CBA investors warned over foreign fine risk

CBA investors warned over foreign fine risk
CBA investors warned over foreign fine risk

The Commonwealth Bank of Australia risks investigations and sanctions from overseas authorities known to impose hefty fines if its anti-money laundering compliance scandal extended into foreign countries, investors have been warned.

Shares in CBA bucked the trend among other banks and fell on Friday, as it said it maintained “proactive relationships” with foreign regulators, in the wake of a media report claiming an internal review found gaps in the bank’s compliance systems within its institutional bank overseas.

The comments from CBA, and the news report of the internal review, were seen by analysts as a sign the bank is in talks with authorities overseas about anti-money laundering, which could open the door to additional action or fines.

CLSA analyst Brian Johnson told clients the situation was “clear evidence that CBA’s present AUSTRAC dispute goes well beyond the simple ‘coding error’ rhetoric from CBA”.

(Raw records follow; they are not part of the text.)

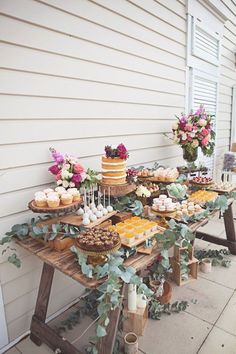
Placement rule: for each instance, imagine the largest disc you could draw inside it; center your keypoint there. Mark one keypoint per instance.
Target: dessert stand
(61, 209)
(117, 190)
(98, 257)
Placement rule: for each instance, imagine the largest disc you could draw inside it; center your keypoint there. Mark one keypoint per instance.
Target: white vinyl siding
(78, 75)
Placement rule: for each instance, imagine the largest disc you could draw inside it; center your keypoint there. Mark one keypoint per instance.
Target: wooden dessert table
(66, 263)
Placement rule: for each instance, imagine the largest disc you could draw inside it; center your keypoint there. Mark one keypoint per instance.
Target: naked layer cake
(98, 239)
(114, 165)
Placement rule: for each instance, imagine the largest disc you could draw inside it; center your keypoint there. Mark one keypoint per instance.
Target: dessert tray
(202, 181)
(98, 257)
(222, 188)
(141, 240)
(61, 208)
(77, 220)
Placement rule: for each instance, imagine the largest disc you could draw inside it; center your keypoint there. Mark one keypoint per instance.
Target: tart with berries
(202, 180)
(98, 240)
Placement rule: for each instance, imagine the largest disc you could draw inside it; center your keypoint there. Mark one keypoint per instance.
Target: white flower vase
(141, 301)
(132, 297)
(131, 343)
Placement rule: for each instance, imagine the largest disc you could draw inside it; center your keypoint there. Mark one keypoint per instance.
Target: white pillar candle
(132, 297)
(141, 301)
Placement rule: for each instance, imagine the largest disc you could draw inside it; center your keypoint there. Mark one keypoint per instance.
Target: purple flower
(54, 169)
(76, 178)
(58, 157)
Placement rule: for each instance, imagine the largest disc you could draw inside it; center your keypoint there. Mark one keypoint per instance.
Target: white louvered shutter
(205, 91)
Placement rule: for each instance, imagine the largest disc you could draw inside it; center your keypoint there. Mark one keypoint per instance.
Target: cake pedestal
(117, 190)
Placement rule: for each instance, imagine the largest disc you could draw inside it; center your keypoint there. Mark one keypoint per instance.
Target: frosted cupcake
(53, 201)
(48, 190)
(41, 200)
(60, 190)
(66, 198)
(75, 194)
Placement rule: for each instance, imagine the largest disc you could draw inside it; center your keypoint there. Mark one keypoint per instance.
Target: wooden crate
(135, 321)
(193, 271)
(179, 250)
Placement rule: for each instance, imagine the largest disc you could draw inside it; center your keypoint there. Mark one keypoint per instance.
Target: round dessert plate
(62, 208)
(202, 183)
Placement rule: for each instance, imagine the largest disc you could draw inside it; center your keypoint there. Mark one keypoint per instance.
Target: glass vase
(190, 155)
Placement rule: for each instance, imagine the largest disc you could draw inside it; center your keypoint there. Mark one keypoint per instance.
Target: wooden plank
(51, 338)
(41, 307)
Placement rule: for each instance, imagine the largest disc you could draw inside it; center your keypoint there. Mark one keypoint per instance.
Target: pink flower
(58, 176)
(54, 169)
(123, 153)
(204, 132)
(204, 141)
(76, 178)
(78, 168)
(189, 127)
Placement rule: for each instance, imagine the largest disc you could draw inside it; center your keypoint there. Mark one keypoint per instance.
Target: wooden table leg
(106, 344)
(42, 300)
(230, 229)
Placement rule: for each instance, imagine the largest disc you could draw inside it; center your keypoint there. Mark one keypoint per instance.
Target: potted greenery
(158, 272)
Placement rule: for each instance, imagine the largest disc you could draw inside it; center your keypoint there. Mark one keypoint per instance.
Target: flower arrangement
(132, 175)
(69, 173)
(120, 151)
(195, 130)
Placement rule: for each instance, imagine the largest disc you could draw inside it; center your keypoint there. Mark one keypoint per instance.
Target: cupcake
(41, 201)
(75, 194)
(39, 194)
(66, 198)
(60, 190)
(53, 201)
(48, 190)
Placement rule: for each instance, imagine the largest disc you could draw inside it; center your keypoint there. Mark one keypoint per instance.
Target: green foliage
(156, 310)
(177, 233)
(91, 179)
(221, 203)
(217, 256)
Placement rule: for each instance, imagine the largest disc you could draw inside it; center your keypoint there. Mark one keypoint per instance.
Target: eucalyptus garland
(109, 291)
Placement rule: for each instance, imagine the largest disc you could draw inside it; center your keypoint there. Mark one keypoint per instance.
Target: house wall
(77, 75)
(227, 78)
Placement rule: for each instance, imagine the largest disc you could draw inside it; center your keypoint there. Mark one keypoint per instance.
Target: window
(205, 30)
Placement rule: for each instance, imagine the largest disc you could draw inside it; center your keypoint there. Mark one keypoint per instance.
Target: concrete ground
(207, 327)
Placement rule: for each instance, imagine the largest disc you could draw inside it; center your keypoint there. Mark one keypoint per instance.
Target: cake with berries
(114, 164)
(98, 240)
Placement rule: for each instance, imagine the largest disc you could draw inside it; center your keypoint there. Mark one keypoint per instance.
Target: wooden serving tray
(139, 241)
(117, 190)
(62, 208)
(222, 191)
(76, 220)
(155, 180)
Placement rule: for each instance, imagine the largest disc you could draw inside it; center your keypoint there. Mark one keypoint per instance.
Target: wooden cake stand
(117, 190)
(61, 209)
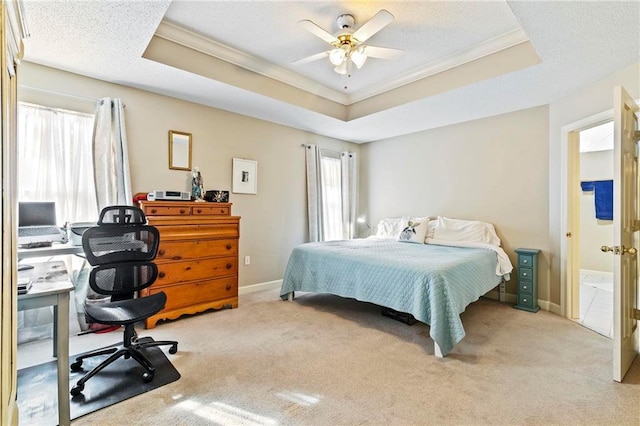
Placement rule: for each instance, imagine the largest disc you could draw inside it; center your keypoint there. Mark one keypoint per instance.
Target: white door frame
(569, 216)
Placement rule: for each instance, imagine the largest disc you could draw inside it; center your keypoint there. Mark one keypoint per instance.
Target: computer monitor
(36, 213)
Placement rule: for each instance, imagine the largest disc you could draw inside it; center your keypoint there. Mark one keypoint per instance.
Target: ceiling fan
(348, 45)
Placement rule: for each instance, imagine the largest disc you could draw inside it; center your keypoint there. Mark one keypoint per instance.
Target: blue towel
(603, 195)
(586, 186)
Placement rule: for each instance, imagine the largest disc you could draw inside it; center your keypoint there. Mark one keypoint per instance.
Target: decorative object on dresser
(245, 176)
(197, 257)
(217, 196)
(527, 280)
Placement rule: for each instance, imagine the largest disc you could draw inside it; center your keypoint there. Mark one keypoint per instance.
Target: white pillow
(390, 227)
(415, 230)
(465, 230)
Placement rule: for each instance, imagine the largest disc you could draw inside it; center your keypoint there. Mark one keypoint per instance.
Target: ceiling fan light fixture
(337, 56)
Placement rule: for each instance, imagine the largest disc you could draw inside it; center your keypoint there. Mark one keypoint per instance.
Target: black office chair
(121, 249)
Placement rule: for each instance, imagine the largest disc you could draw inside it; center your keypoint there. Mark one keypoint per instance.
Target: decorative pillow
(390, 227)
(465, 230)
(415, 230)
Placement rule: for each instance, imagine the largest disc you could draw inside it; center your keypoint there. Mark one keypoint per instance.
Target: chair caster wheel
(77, 390)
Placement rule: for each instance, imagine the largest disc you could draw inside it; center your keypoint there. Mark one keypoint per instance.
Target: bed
(434, 281)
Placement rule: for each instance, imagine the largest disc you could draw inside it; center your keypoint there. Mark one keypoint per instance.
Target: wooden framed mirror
(179, 150)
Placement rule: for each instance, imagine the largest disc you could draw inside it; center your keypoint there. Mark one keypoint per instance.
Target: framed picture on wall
(245, 176)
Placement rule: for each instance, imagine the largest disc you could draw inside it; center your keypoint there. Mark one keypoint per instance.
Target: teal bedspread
(434, 283)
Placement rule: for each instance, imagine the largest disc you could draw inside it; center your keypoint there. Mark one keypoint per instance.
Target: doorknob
(620, 250)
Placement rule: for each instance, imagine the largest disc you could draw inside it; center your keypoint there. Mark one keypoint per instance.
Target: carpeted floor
(324, 360)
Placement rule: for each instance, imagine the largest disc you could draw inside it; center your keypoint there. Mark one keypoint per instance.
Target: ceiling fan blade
(382, 52)
(312, 58)
(373, 25)
(317, 31)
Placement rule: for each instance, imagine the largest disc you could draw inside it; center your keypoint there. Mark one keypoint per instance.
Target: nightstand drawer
(525, 260)
(525, 301)
(525, 273)
(525, 287)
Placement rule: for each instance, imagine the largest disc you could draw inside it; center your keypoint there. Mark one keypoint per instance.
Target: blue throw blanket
(434, 283)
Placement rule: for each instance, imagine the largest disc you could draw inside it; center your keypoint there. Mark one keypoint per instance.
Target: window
(55, 161)
(331, 186)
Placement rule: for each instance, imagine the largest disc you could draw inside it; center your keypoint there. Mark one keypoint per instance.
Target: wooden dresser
(197, 258)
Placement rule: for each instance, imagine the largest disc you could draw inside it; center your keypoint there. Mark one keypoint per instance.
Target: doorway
(595, 207)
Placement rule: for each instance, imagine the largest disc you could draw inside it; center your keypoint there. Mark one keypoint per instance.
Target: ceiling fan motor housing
(345, 22)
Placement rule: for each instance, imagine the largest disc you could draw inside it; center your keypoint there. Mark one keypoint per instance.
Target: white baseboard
(270, 285)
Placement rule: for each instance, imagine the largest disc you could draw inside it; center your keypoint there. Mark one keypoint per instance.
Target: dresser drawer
(525, 273)
(209, 210)
(525, 287)
(525, 260)
(175, 272)
(196, 232)
(177, 210)
(195, 249)
(184, 295)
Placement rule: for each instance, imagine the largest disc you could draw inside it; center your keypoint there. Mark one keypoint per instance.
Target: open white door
(625, 220)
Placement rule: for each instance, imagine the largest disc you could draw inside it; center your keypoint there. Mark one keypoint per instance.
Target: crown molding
(493, 45)
(213, 48)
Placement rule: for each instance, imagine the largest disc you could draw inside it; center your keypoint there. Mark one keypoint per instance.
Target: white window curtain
(331, 179)
(314, 192)
(54, 161)
(349, 173)
(331, 193)
(110, 155)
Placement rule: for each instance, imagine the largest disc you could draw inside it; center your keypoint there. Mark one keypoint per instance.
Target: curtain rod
(52, 92)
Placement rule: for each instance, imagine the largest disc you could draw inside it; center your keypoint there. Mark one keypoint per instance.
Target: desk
(55, 250)
(51, 287)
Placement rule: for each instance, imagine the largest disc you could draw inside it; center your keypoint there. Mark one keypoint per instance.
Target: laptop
(37, 225)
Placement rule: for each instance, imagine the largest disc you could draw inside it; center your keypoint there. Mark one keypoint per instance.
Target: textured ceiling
(576, 42)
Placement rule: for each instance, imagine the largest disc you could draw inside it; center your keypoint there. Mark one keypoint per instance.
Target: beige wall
(594, 232)
(273, 221)
(493, 169)
(586, 102)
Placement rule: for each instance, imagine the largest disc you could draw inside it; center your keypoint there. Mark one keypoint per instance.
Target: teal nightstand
(527, 280)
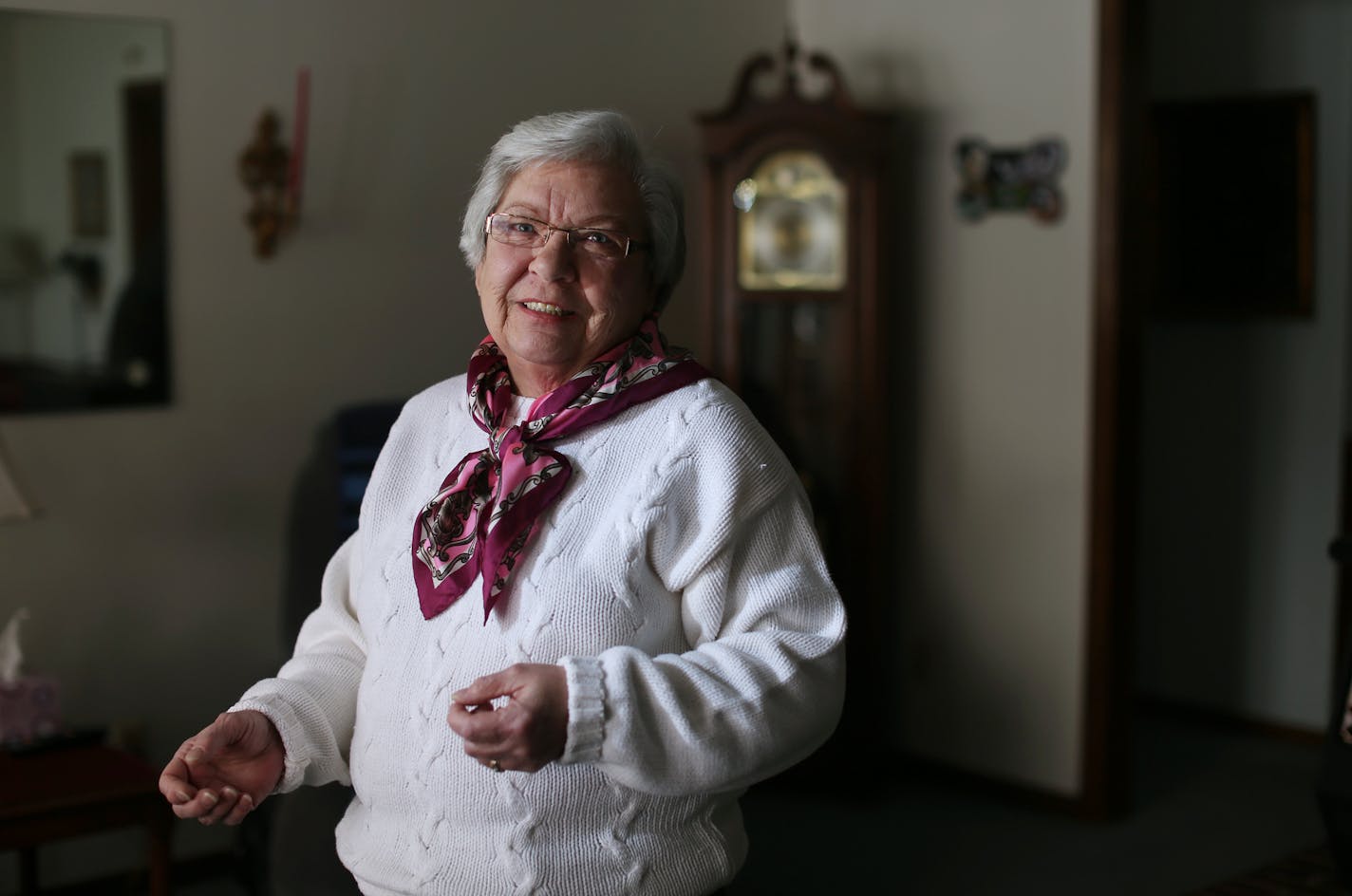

“It’s likely cross border, possibly in domiciles where regulators seem to extract fines of an extraordinary level,” Mr Johnson said.

Over the last month, CBA has been engulfed by Austrac’s claim the bank breached anti-money laundering rules more than 53,000 times by failing to report suspicious transactions in its ATM network, but it remains uncertain whether it may face action overseas.

Mr Johnson highlighted a case this week where New York State’s Department of Financial Services said it would seek a fine of up to US$630 million of Pakistan’s biggest bank because of “grave” anti-money laundering compliance failings.